LApprentiSorcier · 13/03/2021 09:32

@Strangekindofwoman

No I don't. I'm not a teeny tiny person though.
It's got nothing to do with whether you're 'teeny tiny'.

In fact when I was younger and got mocked by groups like these, it probably had more to do with not being 'teeny tiny' but being overweight and in their eyes 'ugly'.

bushhbb · 13/03/2021 09:37

@ClearMountain

I was bullied as a teenager and I’m still terrified of groups of teens. They’re unpredictable and they know there will be no consequences, so you never know if they’ll attack you.

Me too, I'm barely twenty and hate walking past groups of teenagers :/

I think the area I used to live made it worse as it was fairly rough

bushhbb · 13/03/2021 09:39

@indemMUND

Yep. "Goth" mum walking the school run.
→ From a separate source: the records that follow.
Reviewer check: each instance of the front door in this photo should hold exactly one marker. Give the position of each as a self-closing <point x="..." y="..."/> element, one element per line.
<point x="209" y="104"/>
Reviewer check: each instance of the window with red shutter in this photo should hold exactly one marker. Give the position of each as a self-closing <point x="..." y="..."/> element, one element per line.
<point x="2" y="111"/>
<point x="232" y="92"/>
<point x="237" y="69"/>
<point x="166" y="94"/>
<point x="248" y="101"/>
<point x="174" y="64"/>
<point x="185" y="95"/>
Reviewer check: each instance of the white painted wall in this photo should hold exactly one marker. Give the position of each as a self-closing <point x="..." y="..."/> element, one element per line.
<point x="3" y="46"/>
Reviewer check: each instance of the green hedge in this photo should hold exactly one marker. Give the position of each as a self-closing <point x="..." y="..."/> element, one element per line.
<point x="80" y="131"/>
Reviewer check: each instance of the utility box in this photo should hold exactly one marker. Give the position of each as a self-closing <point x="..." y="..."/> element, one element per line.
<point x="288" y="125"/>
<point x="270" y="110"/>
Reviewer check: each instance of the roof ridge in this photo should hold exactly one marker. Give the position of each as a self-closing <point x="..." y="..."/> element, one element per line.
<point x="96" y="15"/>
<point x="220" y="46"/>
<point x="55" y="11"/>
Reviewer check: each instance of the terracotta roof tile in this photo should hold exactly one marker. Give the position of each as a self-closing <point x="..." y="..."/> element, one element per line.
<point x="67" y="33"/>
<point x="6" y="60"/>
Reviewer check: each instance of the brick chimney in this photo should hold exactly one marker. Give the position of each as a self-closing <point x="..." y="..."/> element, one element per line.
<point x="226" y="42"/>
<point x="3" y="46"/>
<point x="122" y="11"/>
Targeted even when I'm walking with my child. I've been avoiding eye contact up until now but my tolerance is severely waning. I'm too old for this shit. Little scally bastards thinking they're Billy Big Bollocks.

I laughed at by a pair of teen girls for wearing black lipstick, had AirPods so it wasn't so bad but I get this. And the avoiding eye contact.

Astressedmumoftwo · 13/03/2021 10:22

In my defense, I have social anxiety and was bullied horrifically as a teen. Also because I look young I've had teens laugh about me being a teen mom (I am not).
We've also had teens mugging people and machete attacks, throwing rocks at cats and kids here recently.

OP posts:
ChangedName4TheSakeOfIt · 13/03/2021 10:44

I hate it and I own one of my own! I've had a lot of actual harassment from teens though since one girl (the village feral horror) took a dislike to me and started encouraging her cronies to throw things at my house and windows, kick my door etc. I was walking up the main street once with DH and there were sweets bouncing off the shop windows beside us. She was throwing them at me really hard from across the street but had shitty aim. So me being nervous around groups of them is usually down to them being her associates and they do make comments or refuse to allow me to pass for a few seconds.
Home Cctv took care of the harassment at the house after I warned everyone's parents publicly that I will be posting their little darlings and naming and shaming the parents but this teen will still shout my name or things like "Bitch!" and turn away snickering in the street.

It seems I wasn't alone in being nervous around the groups of teens. They all used to hang around in one of the only two local takeaways because the owners DD was near that age. The place would be packed with them socialising and crowding round the doorway from open to closing time and upon seeing them, many potential customers would turn around and go to the place across the street instead. It took the takeaway a very long time to realise it was harming their business (pre Covid) so they banned them from hanging around. Now you rarely see someone go towards it, see the kids and do a 180 and go to the other place instead.

lljkk · 13/03/2021 10:50

I used to be afraid of teens.
About 15 yrs ago I went for a walk with a friend (teacher/father of teens & small children). There was a teen in the park where we stopped & friend spontaneously chatted to the teen. I was astounded.

I also realised I was being an idiot and had a ridiculous hang up to get over.

I often talk to strange teens now. It depends on the atmosphere but mostly they are as nice as anybody else. They are funny, witty, insightful, sincere, earnest, idealists.

It helps a lot nowadays that I live in a small town so locally, I can always pull the I know your mother line if they were being annoying.

en0la · 13/03/2021 13:36

@squiglet111

No. I'm a secondary teacher and have worked in tough schools. I've never taught a child that isn't at least some what respectful.
I have been told to 'miss, fuck off please' before now 😂
LyingWitchInTheWardrobe · 13/03/2021 13:45

Why are some posters telling OP that she's wrong? Bloody hell. She was anxious about this particular group of teens. They were not 'lovely' in her experience and I find it really insulting that so many teachers have rushed in to dismiss her.

Would you be feeling the same were you to experience some sort of issue at school and posters piled in to diminish what you say?

Is it some sort of mad, pointless competition now?